CAMMINANDO NEL VANGELO / V DOMENICA DI PASQUA - ANNO C nel commento di Adelaide Rossi, ofs


5^ DOMENICA DI PASQUA  (Gv. 13, 31-33a. 34-35)

Giuda è uscito, tornerà traditore con quanti porteranno Cristo alla croce. Ora Cristo vede proprio in questa vicenda la sua glorificazione. Per l’uomo la croce è fallimento e ignominia; per il Signore e secondo il disegno di Dio essa è glorificazione.

C’è una parola che ricorre più volte nelle letture di questa domenica. Si parla di “un nuovo cielo e una nuova terra”, della “nuova Gerusalemme”, di Dio che fa “nuove tutte le cose” e infine, nel Vangelo, del “comandamento nuovo”: 
  • “…che vi amiate gli uni e gli altri, come io ho amato voi”.
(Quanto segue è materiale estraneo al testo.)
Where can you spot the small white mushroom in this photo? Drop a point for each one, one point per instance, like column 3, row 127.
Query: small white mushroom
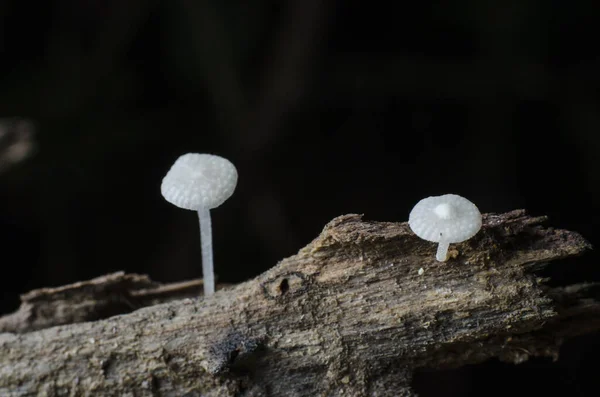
column 445, row 219
column 200, row 182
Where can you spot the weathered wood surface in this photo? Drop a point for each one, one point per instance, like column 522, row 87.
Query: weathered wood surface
column 349, row 315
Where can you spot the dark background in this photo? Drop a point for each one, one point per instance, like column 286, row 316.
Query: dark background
column 325, row 107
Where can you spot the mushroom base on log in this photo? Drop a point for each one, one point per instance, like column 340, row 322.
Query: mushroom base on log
column 354, row 313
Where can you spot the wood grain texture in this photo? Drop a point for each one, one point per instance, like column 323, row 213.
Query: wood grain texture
column 350, row 314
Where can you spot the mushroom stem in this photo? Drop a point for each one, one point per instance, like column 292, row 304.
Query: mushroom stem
column 208, row 274
column 442, row 252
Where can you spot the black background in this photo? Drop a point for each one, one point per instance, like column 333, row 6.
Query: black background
column 325, row 107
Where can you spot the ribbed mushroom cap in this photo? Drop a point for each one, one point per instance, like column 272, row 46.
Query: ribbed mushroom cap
column 198, row 181
column 449, row 218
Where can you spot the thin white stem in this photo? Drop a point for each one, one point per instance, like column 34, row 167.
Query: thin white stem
column 208, row 272
column 442, row 252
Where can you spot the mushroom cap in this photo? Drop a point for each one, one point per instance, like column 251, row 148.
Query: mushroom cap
column 197, row 181
column 449, row 218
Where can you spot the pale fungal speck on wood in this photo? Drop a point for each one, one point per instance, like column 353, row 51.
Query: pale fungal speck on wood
column 201, row 182
column 444, row 220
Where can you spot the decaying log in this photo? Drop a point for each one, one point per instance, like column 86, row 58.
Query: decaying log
column 353, row 314
column 91, row 300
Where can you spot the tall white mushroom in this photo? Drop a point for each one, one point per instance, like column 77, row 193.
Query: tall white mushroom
column 445, row 219
column 200, row 182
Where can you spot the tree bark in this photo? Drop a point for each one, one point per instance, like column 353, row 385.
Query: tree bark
column 352, row 314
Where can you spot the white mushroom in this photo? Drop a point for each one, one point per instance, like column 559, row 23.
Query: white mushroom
column 201, row 182
column 445, row 219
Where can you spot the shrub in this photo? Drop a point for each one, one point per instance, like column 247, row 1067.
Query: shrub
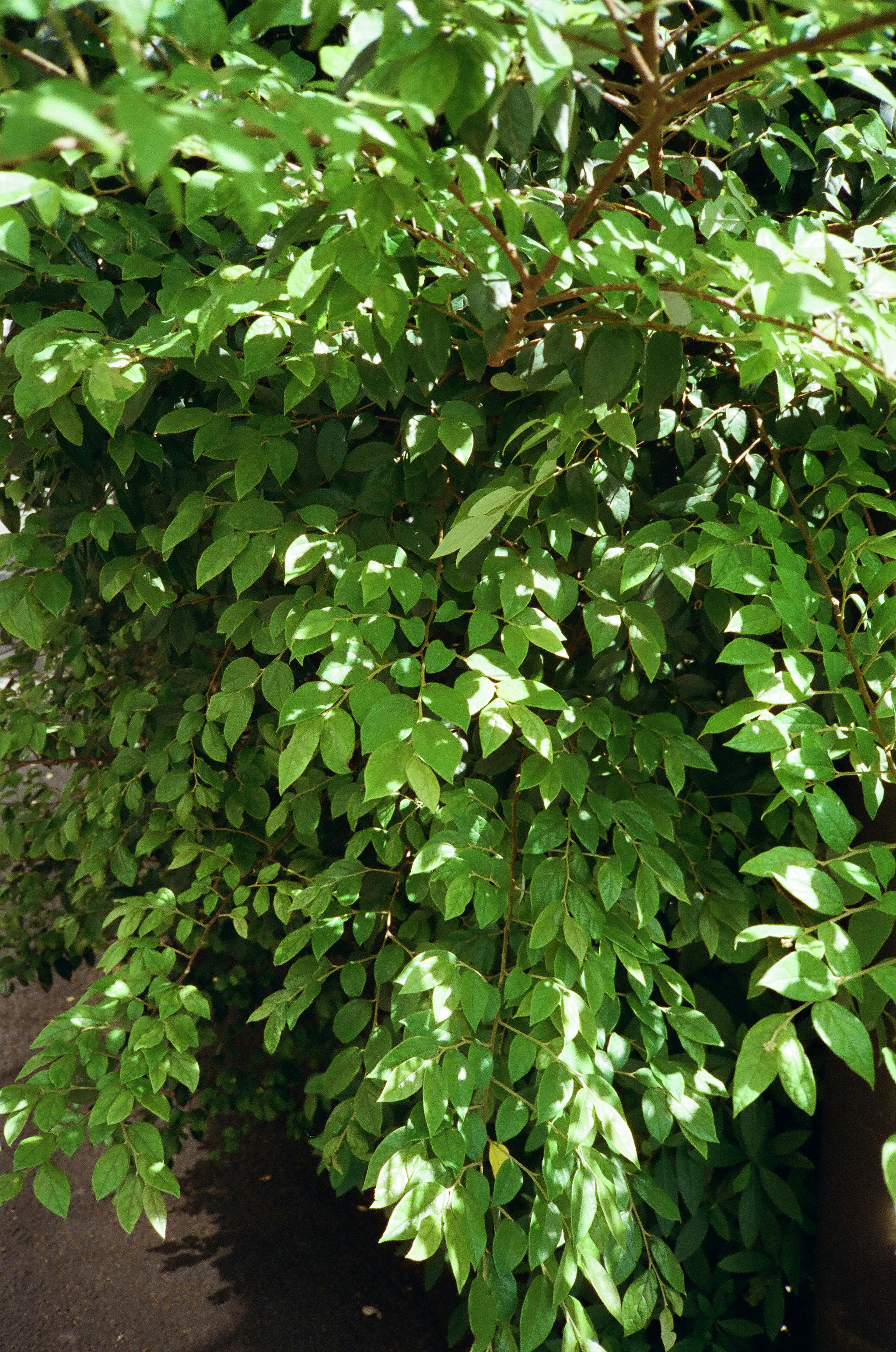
column 430, row 430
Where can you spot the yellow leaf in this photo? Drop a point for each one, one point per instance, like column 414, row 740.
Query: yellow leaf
column 497, row 1157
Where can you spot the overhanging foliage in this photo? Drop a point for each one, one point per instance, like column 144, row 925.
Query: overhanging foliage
column 432, row 429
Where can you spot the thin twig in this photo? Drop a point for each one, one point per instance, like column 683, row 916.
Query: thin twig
column 41, row 63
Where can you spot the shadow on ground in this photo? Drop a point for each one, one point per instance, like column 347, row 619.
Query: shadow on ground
column 260, row 1257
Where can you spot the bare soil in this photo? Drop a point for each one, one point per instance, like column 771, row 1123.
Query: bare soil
column 260, row 1255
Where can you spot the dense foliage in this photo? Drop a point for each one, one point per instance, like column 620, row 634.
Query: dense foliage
column 430, row 430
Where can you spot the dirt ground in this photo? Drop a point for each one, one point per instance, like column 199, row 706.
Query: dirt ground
column 248, row 1266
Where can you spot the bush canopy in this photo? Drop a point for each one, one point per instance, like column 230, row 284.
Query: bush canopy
column 447, row 460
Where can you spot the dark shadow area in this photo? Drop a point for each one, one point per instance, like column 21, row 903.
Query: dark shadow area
column 301, row 1265
column 260, row 1257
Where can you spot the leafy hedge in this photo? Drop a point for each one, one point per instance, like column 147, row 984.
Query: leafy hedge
column 429, row 432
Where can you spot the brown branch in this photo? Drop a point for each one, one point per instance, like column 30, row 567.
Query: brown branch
column 41, row 63
column 833, row 39
column 60, row 28
column 653, row 99
column 633, row 51
column 498, row 236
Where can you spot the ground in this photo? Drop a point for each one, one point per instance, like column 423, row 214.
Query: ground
column 248, row 1266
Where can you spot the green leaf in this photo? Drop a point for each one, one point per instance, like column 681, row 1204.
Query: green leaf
column 609, row 366
column 889, row 1161
column 438, row 747
column 795, row 1070
column 537, row 1317
column 797, row 871
column 52, row 1189
column 801, row 977
column 14, row 240
column 298, row 755
column 834, row 824
column 638, row 1303
column 110, row 1170
column 662, row 368
column 220, row 556
column 183, row 420
column 847, row 1038
column 757, row 1062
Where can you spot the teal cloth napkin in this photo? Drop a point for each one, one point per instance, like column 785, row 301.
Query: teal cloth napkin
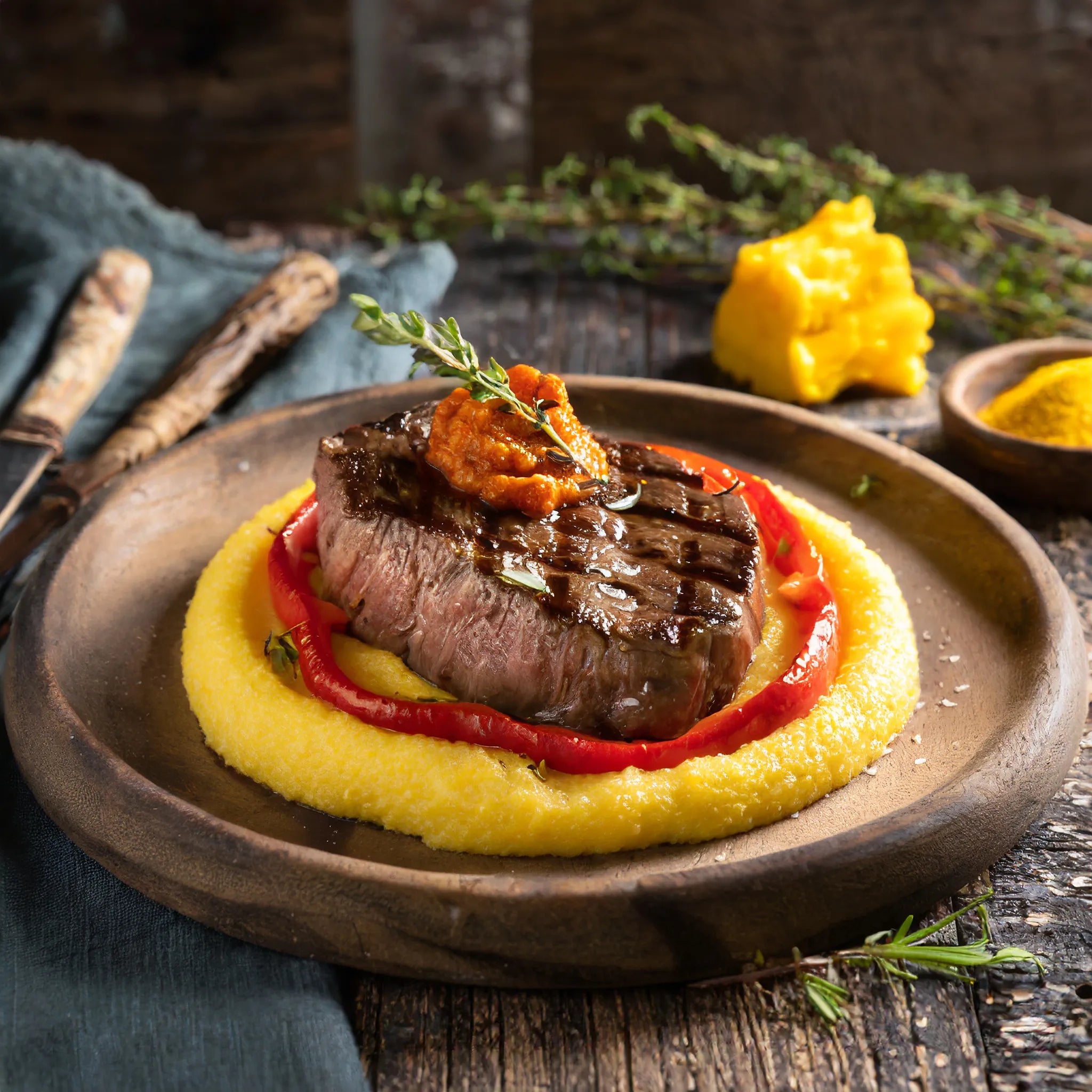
column 100, row 987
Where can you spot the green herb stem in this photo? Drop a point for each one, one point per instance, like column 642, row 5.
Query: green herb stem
column 441, row 348
column 1009, row 261
column 896, row 954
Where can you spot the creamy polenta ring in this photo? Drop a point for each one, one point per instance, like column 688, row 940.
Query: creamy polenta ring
column 485, row 626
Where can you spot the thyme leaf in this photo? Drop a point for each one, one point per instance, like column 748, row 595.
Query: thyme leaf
column 524, row 579
column 1006, row 260
column 441, row 348
column 282, row 653
column 864, row 486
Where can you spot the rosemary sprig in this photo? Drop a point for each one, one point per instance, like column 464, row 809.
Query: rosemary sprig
column 895, row 954
column 441, row 348
column 1009, row 261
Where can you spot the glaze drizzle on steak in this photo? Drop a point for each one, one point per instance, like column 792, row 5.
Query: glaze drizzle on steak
column 649, row 616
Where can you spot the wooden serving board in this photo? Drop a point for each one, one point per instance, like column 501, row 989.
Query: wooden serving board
column 102, row 730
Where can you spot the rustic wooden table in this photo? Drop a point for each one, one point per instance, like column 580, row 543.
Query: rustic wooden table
column 1009, row 1032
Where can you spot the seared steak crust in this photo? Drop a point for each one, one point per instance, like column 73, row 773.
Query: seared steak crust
column 649, row 619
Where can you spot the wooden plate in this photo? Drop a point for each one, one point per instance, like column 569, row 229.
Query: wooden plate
column 1044, row 473
column 103, row 733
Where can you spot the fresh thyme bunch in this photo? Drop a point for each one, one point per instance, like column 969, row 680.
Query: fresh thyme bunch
column 1013, row 262
column 441, row 348
column 896, row 954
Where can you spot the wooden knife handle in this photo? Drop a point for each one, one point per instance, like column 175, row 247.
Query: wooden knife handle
column 89, row 346
column 270, row 316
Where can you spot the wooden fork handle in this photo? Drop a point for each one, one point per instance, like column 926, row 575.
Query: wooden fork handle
column 275, row 312
column 89, row 346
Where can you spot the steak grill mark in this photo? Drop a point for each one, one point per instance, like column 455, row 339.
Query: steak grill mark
column 649, row 619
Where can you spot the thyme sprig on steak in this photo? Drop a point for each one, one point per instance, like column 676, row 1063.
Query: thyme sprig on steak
column 441, row 348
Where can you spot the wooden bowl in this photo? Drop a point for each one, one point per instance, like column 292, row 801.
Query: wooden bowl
column 102, row 730
column 1027, row 470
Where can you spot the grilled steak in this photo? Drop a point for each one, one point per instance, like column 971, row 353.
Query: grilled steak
column 649, row 619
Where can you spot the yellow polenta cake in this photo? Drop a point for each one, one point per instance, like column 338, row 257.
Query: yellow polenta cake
column 482, row 800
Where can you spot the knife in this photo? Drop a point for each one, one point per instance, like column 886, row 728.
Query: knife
column 90, row 343
column 275, row 312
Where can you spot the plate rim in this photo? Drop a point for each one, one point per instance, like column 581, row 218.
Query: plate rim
column 205, row 845
column 916, row 820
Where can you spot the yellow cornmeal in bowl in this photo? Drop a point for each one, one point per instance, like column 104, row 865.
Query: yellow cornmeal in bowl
column 1052, row 405
column 481, row 800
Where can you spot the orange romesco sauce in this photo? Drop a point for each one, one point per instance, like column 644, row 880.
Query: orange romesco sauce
column 502, row 458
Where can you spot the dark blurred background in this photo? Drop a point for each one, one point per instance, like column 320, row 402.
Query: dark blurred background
column 278, row 109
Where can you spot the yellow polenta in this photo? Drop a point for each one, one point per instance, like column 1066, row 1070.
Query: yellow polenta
column 480, row 800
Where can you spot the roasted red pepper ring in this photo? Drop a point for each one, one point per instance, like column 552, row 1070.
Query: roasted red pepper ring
column 790, row 696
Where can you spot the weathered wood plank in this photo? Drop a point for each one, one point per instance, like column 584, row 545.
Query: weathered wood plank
column 1039, row 1033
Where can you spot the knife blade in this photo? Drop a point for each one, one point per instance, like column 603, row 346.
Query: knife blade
column 92, row 338
column 274, row 314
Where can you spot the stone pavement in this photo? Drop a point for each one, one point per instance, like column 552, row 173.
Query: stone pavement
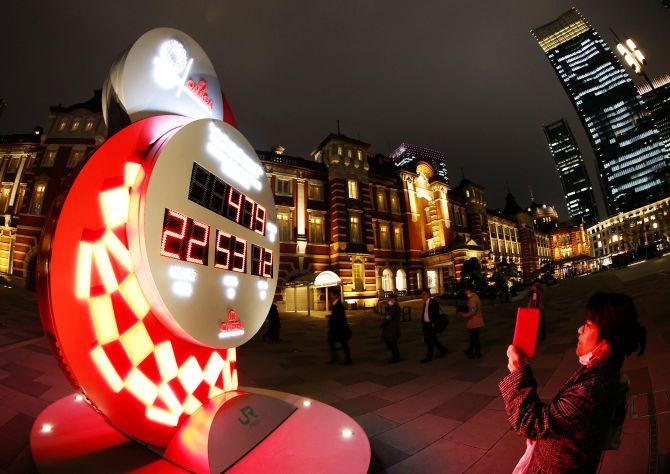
column 445, row 416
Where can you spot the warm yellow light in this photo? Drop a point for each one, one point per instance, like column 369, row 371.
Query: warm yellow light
column 213, row 368
column 167, row 365
column 137, row 343
column 114, row 204
column 84, row 263
column 104, row 267
column 131, row 172
column 139, row 385
column 118, row 250
column 107, row 369
column 103, row 317
column 132, row 293
column 190, row 374
column 191, row 405
column 162, row 416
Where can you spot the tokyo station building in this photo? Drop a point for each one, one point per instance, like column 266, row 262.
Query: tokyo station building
column 346, row 216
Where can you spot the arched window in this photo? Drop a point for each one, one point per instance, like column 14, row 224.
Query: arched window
column 401, row 280
column 387, row 280
column 358, row 275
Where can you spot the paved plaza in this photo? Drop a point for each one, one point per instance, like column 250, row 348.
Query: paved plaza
column 445, row 416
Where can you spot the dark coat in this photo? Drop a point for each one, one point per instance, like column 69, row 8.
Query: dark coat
column 338, row 328
column 433, row 311
column 572, row 430
column 391, row 324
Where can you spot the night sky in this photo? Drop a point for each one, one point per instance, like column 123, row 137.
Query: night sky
column 466, row 78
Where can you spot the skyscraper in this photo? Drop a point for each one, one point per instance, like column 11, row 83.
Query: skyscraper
column 572, row 171
column 630, row 155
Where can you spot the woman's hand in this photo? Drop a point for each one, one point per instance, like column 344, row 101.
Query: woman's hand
column 515, row 359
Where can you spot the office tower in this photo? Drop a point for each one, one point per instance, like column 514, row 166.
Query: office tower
column 572, row 171
column 630, row 155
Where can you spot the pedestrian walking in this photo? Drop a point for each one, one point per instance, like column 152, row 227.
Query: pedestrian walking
column 272, row 332
column 338, row 328
column 536, row 300
column 391, row 327
column 429, row 320
column 569, row 433
column 474, row 321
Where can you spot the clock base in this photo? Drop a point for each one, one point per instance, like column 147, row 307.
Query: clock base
column 246, row 431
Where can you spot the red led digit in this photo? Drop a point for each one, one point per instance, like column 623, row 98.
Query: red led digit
column 249, row 213
column 234, row 204
column 267, row 263
column 177, row 238
column 240, row 256
column 222, row 254
column 199, row 245
column 259, row 219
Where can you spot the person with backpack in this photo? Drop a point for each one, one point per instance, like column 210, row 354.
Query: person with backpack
column 391, row 327
column 475, row 321
column 338, row 329
column 430, row 319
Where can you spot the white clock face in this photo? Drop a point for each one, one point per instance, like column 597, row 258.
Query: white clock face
column 204, row 236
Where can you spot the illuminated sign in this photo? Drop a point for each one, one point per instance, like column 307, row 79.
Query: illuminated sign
column 164, row 72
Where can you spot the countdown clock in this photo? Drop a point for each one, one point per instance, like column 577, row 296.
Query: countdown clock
column 161, row 259
column 202, row 235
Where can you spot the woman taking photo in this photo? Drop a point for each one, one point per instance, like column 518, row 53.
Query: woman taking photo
column 569, row 433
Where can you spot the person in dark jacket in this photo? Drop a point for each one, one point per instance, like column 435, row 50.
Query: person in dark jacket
column 569, row 433
column 338, row 328
column 272, row 332
column 391, row 327
column 429, row 318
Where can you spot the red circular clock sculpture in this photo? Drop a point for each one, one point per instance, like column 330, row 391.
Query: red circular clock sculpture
column 160, row 260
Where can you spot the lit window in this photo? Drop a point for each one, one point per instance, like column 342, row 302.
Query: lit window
column 358, row 275
column 49, row 158
column 398, row 239
column 316, row 226
column 283, row 187
column 4, row 197
column 38, row 198
column 75, row 158
column 384, row 236
column 352, row 186
column 355, row 234
column 315, row 192
column 381, row 200
column 284, row 222
column 395, row 203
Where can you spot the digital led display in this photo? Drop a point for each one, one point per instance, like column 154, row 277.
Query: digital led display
column 213, row 193
column 230, row 252
column 261, row 261
column 184, row 238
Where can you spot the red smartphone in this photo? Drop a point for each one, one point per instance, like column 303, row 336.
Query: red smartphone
column 525, row 331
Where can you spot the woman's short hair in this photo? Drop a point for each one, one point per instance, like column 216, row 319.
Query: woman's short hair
column 617, row 321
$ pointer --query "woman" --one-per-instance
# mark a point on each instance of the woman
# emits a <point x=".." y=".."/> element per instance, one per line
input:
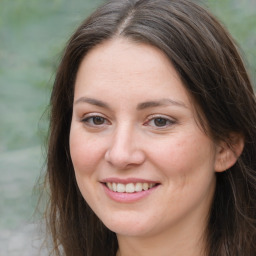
<point x="152" y="136"/>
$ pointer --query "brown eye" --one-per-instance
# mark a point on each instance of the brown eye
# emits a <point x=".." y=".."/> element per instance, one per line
<point x="94" y="121"/>
<point x="98" y="120"/>
<point x="160" y="122"/>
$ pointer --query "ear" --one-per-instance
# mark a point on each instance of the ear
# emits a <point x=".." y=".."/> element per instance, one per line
<point x="228" y="152"/>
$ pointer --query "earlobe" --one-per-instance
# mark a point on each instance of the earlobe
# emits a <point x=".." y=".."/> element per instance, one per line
<point x="228" y="152"/>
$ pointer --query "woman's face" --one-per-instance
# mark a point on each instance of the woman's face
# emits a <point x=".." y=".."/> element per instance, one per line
<point x="141" y="162"/>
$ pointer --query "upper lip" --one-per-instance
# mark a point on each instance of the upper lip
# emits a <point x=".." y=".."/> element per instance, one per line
<point x="127" y="180"/>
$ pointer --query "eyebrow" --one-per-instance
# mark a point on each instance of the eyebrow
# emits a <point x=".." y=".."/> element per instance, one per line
<point x="140" y="106"/>
<point x="92" y="101"/>
<point x="159" y="103"/>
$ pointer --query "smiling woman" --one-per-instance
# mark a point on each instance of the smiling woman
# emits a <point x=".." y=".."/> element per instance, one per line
<point x="149" y="151"/>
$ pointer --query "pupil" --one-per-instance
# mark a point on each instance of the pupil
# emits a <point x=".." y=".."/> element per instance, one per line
<point x="98" y="120"/>
<point x="160" y="122"/>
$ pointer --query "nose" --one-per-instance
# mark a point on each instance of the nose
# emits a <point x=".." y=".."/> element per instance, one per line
<point x="124" y="150"/>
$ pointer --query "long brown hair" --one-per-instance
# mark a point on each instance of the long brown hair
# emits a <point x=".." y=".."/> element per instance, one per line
<point x="212" y="71"/>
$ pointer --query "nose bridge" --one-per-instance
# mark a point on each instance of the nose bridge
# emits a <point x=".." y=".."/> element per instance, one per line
<point x="124" y="150"/>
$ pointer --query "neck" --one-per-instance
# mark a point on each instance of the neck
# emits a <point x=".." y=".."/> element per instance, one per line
<point x="180" y="242"/>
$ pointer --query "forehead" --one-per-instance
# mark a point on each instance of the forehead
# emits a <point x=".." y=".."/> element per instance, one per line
<point x="126" y="64"/>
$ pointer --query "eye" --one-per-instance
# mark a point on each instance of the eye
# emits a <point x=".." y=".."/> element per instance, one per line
<point x="159" y="122"/>
<point x="95" y="120"/>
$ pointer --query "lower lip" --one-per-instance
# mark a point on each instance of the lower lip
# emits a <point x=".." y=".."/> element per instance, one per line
<point x="128" y="197"/>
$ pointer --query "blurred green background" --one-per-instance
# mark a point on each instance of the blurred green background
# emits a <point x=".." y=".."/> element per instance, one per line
<point x="32" y="36"/>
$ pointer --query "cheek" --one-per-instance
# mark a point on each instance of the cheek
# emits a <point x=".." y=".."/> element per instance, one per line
<point x="85" y="152"/>
<point x="184" y="155"/>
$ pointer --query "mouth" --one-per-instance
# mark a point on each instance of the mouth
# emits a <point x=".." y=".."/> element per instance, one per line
<point x="130" y="187"/>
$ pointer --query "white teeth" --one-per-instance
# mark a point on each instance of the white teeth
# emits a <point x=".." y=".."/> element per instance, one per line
<point x="109" y="185"/>
<point x="130" y="187"/>
<point x="145" y="186"/>
<point x="138" y="187"/>
<point x="120" y="187"/>
<point x="114" y="187"/>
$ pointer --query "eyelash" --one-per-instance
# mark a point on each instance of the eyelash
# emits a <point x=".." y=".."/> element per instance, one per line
<point x="168" y="121"/>
<point x="90" y="121"/>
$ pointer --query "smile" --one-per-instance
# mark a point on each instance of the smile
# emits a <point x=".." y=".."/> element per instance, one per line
<point x="130" y="187"/>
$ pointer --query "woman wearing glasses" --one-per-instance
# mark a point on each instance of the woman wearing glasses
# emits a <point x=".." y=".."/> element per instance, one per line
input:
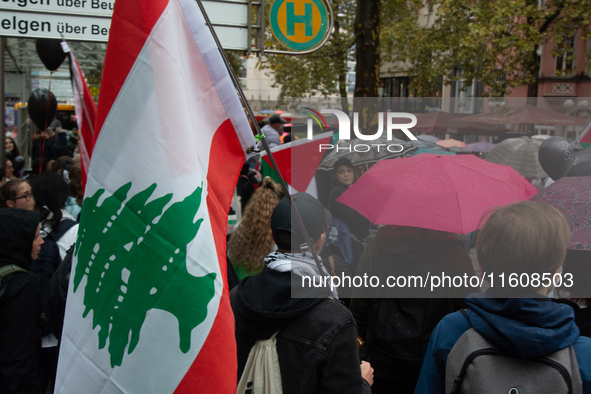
<point x="17" y="193"/>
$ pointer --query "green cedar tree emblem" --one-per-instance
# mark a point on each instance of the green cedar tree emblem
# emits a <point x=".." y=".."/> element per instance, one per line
<point x="134" y="258"/>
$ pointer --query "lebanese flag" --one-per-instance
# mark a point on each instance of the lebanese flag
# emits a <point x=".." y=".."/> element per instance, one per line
<point x="84" y="119"/>
<point x="297" y="161"/>
<point x="585" y="138"/>
<point x="148" y="307"/>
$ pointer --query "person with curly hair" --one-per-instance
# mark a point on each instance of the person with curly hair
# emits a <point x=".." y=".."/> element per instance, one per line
<point x="252" y="239"/>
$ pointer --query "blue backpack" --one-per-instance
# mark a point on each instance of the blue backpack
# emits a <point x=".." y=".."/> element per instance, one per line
<point x="340" y="235"/>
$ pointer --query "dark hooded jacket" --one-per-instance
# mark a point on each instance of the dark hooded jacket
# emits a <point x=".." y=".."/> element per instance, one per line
<point x="525" y="327"/>
<point x="316" y="344"/>
<point x="20" y="306"/>
<point x="396" y="329"/>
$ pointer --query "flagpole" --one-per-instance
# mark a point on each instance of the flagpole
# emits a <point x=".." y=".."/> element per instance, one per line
<point x="259" y="133"/>
<point x="80" y="91"/>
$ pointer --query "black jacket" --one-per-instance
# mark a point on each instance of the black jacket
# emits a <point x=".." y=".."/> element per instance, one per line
<point x="317" y="342"/>
<point x="20" y="306"/>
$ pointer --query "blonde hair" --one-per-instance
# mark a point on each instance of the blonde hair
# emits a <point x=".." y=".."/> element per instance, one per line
<point x="252" y="240"/>
<point x="526" y="237"/>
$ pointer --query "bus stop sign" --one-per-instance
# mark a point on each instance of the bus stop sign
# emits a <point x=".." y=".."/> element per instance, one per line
<point x="299" y="25"/>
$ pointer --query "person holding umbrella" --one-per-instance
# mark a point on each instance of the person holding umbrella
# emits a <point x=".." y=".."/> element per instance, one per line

“Nuovo”, “novità” appartengono a quel numero di parole che evocano sempre e solo sensi positivi. Vita nuova, vestito nuovo, anno nuovo … “Nuova” e “novella”, come aggettivi, significano una cosa nuova e, come sostantivi, una notizia. Il Vangelo si chiama “buona novella” proprio perché contiene la novità per eccellenza

Perché ci piace tanto il nuovo? Non solo perché ciò che non è usato, in genere, funziona meglio (es. un automobile). Non è solo per questo.

Il motivo profondo è che la novità, ciò che non è ancora conosciuto e sperimentato, lascia più spazio all’attesa, alla speranza, al sogno. E la felicità è proprio questa. Se fossimo sicuri che l’anno nuovo ci riserverà esattamente le stesse cose del vecchio, già non ci piacerebbe più. Nuovo non si oppone ad “antico”, ma a “vecchio”. Anche “antico” e “antichità”, “antiquario” sono parole positive. Qual è la differenza? Vecchio è ciò che con il passare del tempo peggiora e perde valore. Per questo oggi si cerca di evitare di usare l’espressione “Vecchio Testamento” e si preferisce parlare invece di “Antico Testamento”.

Adesso però torniamo al Vangelo. Come mai si definisce “nuovo” un comandamento che era noto già dall’Antico Testamento (cfr.Levitico 19, 18)? Qui ci torna utile la definizione tra vecchio e antico. “Nuovo” non si oppone, in questo caso, a “antico”, ma a “vecchio”. Lo stesso evangelista Giovanni in un altro passo scrive:

“Carissimi, non vi scrivo un comandamento nuovo, ma un comandamento antico…E tuttavia è un comandamento nuovo quello di cui vi scrivo” (1 Gv.2, 7-8).
Insomma il comandamento è nuovo o antico? L’una e l’altra cosa. Antico secondo la lettura, perché era stato dato da tempo;  nuovo secondo lo Spirito, perché solo con Cristo è data anche la forza di metterlo in pratica. Nuovo si oppone qui a vecchio. Quello di amare il prossimo “come se stessi” era diventato un comandamento “vecchio”, cioè debole e consunto, a forza di essere trasgredito, perché la legge imponeva sì l’obbligo di amare, ma non dava la forza per farlo

Occorreva, per questo, la grazia. E infatti non è durante la vita di Gesù che il comandamento dell’amore diventa nuovo, ma quando morendo sulla croce e dandoci lo Spirito Santo, ci rende, di fatto, capaci di amarci gli uni gli altri, infondendo in noi l’amore che egli stesso ha per ognuno. Il comandamento di Gesù è un comandamento nuovo perché rinnova, fa nuovi, trasforma tutto.

E a proposito sant’Agostino scrive:

“E questo amore che ci rinnova, rendendoci uomini nuovi, eredi del Testamento nuovo, cantori del cantico nuovo”. Se l’amore parlasse, potrebbe fare sue le parole che Dio pronuncia nella seconda lettura di oggi: “Ecco, io faccio nuove tutte le cose”.